Kemudian saat Bupati Natuna dijabat Ilyas Sabli, Hadi Chandra pun kembali mendesak bupati untuk menandatangani SK terkait tunjangan perumahan untuk pimpinan dan anggota DPRD Natuna sesuai draf SK yang dibuat oleh Makmur dengan besaran mengikuti tahun sebelumnya.
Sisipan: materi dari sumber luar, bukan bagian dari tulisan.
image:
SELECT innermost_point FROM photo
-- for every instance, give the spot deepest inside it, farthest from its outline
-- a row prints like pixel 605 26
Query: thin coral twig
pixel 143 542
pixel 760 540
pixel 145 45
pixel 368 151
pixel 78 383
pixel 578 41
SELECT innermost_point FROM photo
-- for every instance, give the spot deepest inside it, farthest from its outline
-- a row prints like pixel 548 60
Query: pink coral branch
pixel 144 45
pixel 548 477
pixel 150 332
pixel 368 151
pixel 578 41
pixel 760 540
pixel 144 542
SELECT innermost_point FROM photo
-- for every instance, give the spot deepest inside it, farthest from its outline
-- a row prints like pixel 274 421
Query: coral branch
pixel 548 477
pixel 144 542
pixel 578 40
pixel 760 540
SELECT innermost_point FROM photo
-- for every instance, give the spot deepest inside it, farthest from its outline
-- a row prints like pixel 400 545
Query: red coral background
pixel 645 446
Penyusunan draf SK oleh Makmur dan ditandatangani bupati itu juga dengan nilai besaran ditentukan sendiri, tanpa mekanisme yang ada.

Kemudian SY (Syamsurizon) selaku Sekda Kabupaten Natuna periode 2011 sampai 2016, selaku Ketua Tim TAPD, tidak pernah melakukan pembahasan dan penilaian (survey) terhadap kewajiban harga setempat, terkait tunjangan perumahan tersebut.

” Tanpa melalui mekanisme dan aturan yang berlaku, Syamsurizon melakukan paraf terhadap SK yang diterbitkan oleh Bupati Natuna tersebut,” ujar Yunan.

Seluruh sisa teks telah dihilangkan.